A basic table printer that could perhaps be useful in the standalone interpreter could be:

- first print all the entries from 1 to #t using ipairs()
- mark the last one with '#'
- then print all entries with pairs() except those printed before

For example, this table:

{ 'monday', 'tuesday', 'wednesday', 'thursday', 'friday';
  [27] = 'payday', [100] = { 1, 2, 3 },
  monday = 1, tuesday = 2, wednesday = 3, thursday = 4, friday = 5 }

could print like this:

1 = 'monday'
2 = 'tuesday'
3 = 'wednesday'
4 = 'thursday'
5 = 'friday'
#
'wednesday' = 3
'monday' = 1
100 = table: 00468538
'friday' = 5
'thursday' = 4
27 = 'payday'
'tuesday' = 2

If declared as a function (e.g. __table_printer()) the table printer would be replaceable with the usual command line options, or possibly disabled with a new option.

As an alternative, a sign different from '=' could be used to invoke the table printer, or generally speaking a more informative printer.
(I don't dare venturing into table recursion territory)

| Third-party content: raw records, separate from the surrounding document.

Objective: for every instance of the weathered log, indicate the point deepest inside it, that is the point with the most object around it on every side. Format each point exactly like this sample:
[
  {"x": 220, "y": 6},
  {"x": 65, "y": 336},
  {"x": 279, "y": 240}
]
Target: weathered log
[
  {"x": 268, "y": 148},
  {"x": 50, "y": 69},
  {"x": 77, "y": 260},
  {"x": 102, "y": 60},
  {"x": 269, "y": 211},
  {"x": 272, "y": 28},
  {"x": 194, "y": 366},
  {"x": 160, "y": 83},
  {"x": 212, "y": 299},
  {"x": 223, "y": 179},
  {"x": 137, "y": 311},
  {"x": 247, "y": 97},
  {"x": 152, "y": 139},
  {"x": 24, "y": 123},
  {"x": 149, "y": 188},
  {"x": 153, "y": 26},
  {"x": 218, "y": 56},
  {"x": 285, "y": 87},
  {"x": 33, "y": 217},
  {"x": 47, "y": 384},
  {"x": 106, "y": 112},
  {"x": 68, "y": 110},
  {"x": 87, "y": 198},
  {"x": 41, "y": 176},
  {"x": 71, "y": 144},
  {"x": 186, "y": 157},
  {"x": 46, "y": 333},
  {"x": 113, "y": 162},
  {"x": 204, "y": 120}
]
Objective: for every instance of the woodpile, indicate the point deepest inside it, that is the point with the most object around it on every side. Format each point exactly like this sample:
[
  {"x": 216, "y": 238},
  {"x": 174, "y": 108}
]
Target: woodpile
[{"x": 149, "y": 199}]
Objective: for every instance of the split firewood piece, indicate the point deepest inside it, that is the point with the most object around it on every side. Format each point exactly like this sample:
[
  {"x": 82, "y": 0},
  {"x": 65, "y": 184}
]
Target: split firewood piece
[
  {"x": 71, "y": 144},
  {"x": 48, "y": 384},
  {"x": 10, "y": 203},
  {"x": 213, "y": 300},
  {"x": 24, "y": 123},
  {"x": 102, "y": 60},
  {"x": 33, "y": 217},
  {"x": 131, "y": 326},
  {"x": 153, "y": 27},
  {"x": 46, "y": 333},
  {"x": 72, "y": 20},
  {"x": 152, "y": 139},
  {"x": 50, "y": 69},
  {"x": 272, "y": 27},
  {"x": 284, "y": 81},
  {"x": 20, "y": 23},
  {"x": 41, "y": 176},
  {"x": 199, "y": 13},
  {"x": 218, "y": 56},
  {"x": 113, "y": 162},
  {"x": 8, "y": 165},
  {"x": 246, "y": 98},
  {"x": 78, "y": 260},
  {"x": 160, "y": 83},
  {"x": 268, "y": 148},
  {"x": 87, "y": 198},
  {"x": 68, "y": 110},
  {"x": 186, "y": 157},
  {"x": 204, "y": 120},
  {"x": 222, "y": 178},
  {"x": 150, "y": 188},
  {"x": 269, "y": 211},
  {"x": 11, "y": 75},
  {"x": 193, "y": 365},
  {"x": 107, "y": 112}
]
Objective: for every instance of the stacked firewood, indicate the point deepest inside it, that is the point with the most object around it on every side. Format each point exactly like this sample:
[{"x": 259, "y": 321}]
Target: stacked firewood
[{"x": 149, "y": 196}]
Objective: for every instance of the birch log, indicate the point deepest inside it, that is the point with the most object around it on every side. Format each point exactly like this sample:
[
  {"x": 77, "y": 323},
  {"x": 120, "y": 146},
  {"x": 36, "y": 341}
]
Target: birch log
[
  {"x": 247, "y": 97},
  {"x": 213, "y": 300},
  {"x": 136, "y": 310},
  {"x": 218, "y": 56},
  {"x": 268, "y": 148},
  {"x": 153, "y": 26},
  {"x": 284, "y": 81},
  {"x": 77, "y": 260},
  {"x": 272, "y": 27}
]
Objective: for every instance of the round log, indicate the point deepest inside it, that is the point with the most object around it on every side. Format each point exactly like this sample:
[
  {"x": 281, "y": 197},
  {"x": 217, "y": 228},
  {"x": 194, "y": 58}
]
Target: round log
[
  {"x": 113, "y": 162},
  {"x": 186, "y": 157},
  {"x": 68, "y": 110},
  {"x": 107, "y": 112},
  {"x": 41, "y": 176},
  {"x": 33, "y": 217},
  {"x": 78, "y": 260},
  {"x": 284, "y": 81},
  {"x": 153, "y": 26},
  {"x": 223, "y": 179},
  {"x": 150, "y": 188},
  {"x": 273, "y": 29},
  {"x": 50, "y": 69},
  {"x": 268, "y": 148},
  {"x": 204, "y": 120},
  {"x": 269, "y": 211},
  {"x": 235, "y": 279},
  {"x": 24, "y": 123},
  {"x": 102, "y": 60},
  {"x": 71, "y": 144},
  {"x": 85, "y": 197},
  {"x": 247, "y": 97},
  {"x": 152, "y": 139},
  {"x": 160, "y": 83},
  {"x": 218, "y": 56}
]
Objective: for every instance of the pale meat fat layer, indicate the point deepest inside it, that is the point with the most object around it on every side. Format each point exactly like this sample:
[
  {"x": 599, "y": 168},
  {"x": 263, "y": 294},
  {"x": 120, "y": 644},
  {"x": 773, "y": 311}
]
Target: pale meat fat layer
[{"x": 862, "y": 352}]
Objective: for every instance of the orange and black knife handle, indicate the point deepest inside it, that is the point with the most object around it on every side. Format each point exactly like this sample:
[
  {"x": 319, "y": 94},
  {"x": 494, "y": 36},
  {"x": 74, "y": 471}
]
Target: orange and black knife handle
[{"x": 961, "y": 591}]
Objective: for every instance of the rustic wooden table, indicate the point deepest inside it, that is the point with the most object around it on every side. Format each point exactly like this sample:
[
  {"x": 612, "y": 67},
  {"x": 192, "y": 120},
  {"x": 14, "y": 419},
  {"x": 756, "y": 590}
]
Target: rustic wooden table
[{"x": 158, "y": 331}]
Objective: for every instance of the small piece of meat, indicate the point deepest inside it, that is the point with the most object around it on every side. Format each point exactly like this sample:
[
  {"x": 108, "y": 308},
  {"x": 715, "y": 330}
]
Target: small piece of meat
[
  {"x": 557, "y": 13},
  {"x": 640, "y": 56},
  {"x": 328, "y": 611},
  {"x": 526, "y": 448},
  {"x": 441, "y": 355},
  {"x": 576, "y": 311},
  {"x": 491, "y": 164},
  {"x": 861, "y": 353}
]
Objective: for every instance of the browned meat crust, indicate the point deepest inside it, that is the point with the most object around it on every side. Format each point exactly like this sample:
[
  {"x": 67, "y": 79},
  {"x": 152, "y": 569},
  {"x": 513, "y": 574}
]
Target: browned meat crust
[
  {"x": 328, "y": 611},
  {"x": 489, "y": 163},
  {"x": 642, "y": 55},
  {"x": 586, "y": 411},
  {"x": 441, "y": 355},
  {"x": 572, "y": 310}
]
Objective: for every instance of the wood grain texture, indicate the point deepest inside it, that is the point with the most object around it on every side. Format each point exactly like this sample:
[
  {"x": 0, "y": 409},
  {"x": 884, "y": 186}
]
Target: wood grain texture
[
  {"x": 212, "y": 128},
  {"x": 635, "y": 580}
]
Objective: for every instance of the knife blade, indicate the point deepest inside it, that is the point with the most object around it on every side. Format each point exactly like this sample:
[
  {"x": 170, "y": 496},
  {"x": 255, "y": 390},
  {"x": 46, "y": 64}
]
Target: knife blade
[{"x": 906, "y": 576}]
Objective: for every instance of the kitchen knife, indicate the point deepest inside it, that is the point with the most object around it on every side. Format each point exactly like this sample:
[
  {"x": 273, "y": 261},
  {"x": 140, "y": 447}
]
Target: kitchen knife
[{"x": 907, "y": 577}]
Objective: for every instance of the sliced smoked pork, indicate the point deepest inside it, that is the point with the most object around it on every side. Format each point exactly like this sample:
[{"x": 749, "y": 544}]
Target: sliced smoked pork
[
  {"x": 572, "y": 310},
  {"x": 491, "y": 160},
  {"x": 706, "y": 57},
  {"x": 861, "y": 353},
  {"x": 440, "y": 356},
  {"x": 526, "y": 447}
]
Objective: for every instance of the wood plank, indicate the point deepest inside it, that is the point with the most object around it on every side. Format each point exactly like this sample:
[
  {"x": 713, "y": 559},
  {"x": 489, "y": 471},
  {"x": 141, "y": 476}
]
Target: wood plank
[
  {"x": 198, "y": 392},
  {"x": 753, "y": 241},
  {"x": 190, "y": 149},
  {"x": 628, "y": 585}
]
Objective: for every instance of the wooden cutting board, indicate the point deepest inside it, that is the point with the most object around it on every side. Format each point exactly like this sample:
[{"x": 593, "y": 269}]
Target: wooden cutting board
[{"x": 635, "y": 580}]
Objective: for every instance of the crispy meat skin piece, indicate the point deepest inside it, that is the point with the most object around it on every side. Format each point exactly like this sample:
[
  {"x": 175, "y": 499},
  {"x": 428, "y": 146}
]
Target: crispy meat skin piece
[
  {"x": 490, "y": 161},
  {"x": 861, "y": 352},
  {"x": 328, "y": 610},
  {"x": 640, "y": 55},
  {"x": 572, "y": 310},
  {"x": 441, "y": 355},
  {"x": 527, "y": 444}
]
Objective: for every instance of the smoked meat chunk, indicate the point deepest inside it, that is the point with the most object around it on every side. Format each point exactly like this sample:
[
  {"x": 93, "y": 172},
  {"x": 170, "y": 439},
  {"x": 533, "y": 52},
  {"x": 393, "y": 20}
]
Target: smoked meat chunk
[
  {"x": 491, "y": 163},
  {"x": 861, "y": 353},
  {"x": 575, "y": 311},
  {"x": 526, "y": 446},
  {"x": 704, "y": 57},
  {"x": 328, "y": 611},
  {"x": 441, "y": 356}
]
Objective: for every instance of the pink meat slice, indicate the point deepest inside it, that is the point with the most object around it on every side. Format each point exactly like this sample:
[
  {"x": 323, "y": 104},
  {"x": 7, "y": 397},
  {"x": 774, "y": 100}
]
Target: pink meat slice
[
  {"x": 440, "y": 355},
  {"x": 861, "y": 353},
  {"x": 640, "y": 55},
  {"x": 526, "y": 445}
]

P.S. I'm still trying to decide if I like this. Probably not much: it just saves a few keys from calling a table printer loaded via LUA_INIT.

--
  Enrico


A small suggestion:

Make the output legal lua code. 
Example: "--#"

Not quite as pretty, but not only do I sometimes munch pretty output, it might even be clearer for new programmers? It is not as aesthetically pleasing, however.